Meditation-Based Clinical Interventions: Science, Practice, and Implementation Part II

Meditation-Based Clinical Interventions: Science, Practice, and Implementation Part II

Overview

Some clinical applications of mindfulness medita­tion in medicine and psychiatry: The case of mindfulness-based stress reduction (MBSR).

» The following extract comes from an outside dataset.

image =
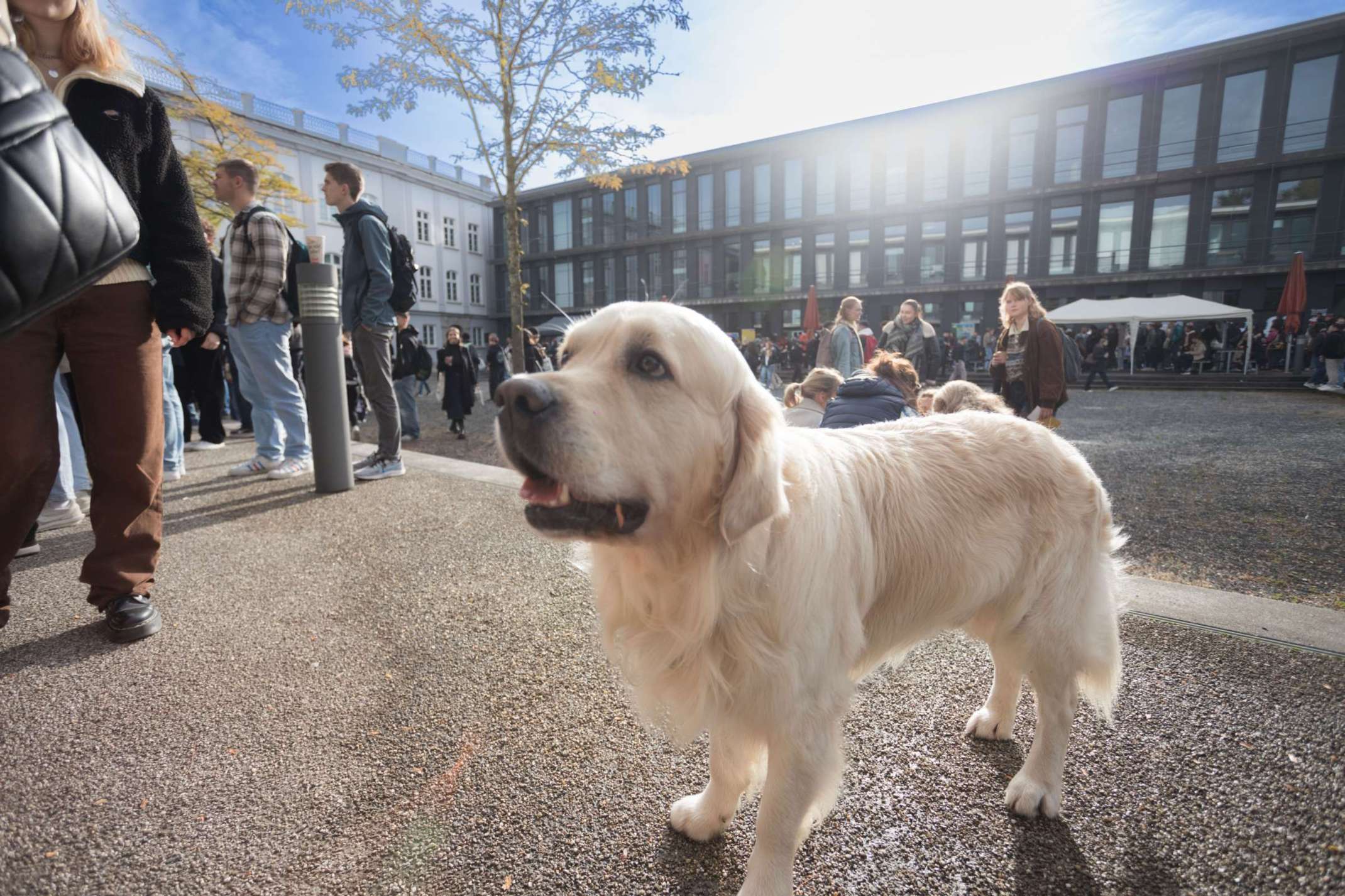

MBSR has been widely accepted, used, and studied within main­stream medicine and psychiatry for the past twenty five years. This talk will describe MBSR’s approach to making mindfulness, “the foundational core of Buddhist meditation,” accessible to Western medical patients in a secular form while preserving the universal dharma dimension at its heart. Results from two clinical trials will be presented, one on rates of skin clearing in psoriasis, the other on emotional processing in cortical regions of the brain, and accompa­nying effects of immune function. Directions in current and future research programs will be pointed out.

Speakers

Jon Kabat-Zinn

Jon Kabat-Zinn, Ph.D. did his doctoral work in molecular biology at MIT, in the laboratory of the Nobel Laureate Salvador Luria. Kabat-Zinn is Professor of Medicine emeritus at the University of Massachusetts Medical School, where he founded the Center for Mindfulness in Medicine, Health Care, and Society (in 1995), and (in 1979) its world-renown Mindfulness-Based Stress Reduction (MBSR) Clinic. He is the author of 14 books, published in over 45 languages. His work has contributed to a growing movement of mindfulness into mainstream institutions such as medicine, psychology, health care, neuroscience, schools, higher education, business, social justice, criminal justice, prisons, the law, technology, government, and professional sports. Over 700 hospitals and medical centers around the world now offer MBSR. Jon lectures and leads mindfulness workshops and retreats around the world.